It is noteworthy to observe how as U.S. high quality bond yields spike higher, sovereign bond yields are also pressing higher throughout the Eurozone. While this may not initially appear to be too surprising, the big difference between the U.S. and Eurozone situations is that as longer duration European yields grind higher, the shorter duration European note yields are moving deeper into negative nominal interest rate territory. Case-in-point: German sovereign 2-year note yields recently hit a new all-time low of -0.78% while the yield on the 10-year Bund has simultaneously reached a multi-month high of 0.35%. For comparison, the U.S. 10-year Treasury note currently yields 2.39% and the 2-year yields 1.11%.
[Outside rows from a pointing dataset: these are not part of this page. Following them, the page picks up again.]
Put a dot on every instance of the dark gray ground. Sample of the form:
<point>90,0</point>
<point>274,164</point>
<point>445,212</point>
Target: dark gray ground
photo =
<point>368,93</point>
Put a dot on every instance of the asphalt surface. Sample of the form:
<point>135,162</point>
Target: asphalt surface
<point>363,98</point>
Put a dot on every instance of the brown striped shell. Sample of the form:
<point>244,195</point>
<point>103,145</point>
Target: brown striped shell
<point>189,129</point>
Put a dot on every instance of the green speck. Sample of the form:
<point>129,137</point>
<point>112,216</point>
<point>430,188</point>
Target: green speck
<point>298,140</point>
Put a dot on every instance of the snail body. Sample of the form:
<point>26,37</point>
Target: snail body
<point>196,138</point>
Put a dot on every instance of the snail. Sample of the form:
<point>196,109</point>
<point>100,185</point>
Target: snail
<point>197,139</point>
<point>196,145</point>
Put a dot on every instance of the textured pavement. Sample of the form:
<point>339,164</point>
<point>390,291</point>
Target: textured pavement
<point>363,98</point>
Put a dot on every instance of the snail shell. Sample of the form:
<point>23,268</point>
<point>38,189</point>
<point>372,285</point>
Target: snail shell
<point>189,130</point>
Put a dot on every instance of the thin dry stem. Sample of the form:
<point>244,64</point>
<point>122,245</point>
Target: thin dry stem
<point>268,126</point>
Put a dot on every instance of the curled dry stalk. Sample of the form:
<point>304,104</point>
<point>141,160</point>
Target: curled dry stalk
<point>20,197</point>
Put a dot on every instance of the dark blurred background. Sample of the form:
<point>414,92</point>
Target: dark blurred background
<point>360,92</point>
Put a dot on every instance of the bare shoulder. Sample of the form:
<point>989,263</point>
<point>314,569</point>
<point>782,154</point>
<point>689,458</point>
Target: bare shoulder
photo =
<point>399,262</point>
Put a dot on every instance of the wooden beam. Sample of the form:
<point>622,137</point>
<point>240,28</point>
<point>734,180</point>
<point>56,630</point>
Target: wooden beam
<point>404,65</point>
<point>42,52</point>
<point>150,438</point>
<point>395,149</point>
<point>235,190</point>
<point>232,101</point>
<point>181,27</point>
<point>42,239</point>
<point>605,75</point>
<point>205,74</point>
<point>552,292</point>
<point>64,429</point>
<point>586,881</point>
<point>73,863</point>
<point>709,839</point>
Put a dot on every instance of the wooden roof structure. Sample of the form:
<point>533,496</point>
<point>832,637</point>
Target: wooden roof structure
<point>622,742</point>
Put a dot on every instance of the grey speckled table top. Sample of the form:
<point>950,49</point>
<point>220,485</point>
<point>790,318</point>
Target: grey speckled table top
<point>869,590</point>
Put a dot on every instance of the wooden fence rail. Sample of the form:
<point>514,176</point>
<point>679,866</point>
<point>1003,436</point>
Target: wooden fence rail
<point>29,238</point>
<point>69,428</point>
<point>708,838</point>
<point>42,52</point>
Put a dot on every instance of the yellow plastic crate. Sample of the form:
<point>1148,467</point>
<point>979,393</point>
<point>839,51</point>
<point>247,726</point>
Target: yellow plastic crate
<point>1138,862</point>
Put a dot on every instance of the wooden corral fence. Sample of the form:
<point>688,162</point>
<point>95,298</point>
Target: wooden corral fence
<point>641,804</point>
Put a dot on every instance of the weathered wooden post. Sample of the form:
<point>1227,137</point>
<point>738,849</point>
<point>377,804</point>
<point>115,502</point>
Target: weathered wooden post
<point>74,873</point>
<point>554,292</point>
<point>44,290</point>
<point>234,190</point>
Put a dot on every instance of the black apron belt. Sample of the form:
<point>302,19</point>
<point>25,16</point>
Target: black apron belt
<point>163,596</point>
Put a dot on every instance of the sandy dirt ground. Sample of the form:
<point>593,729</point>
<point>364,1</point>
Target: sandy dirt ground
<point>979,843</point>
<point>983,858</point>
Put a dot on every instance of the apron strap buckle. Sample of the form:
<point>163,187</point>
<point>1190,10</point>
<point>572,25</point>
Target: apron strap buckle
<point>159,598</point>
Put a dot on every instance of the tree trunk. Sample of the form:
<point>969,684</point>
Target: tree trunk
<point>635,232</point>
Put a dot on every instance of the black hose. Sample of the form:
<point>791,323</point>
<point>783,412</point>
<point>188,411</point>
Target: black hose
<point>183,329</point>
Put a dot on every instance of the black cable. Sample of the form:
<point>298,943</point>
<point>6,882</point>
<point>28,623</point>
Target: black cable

Global Sovereign Bond Yields
Image source: DonkeyHotey – Flickr
Global Sovereign Bond Yields

Diverging short-term/intermediate-term European sovereign note yields are not exclusive to Germany. The 10-year note in France currently yields 0.75% while the 2-year stands at -0.65%, the Italian 10-year yields 1.98% compared to the 2-year at 0.05%, and in Spain the 10-year has escalated to 1.54% while the 2-year remains deeply entrenched in negative yields at -0.13%.

SPIAS interprets these apparent divergences as evidence that investors are starting to sense that massive monetary accommodation by the European Central Bank (ECB) has recently been gaining traction within the underlying economies, but not to the extent that additional stimulus will not be required from the ECB for the foreseeable future. For instance, while Eurozone consumer confidence turned out to be much stronger than anticipated in November, consumer price inflation and wage inflation remain extremely suppressed within the Eurozone. A wide range of individual European nation Purchasing Managers indices (PMIs), in addition to the pan-Eurozone manufacturing and services PMIs, have recently been showing signs of improvement, which is encouraging.

The recent revision to U.S. GDP revealed that economic growth has been upgraded to a better-than-expected +3.2% in the third quarter. In addition to keeping close tabs on U.S. econometric data, we will also be looking for evidence that a rising tide in the form of improving U.S. GDP growth is starting to buoy sovereign economies across Europe.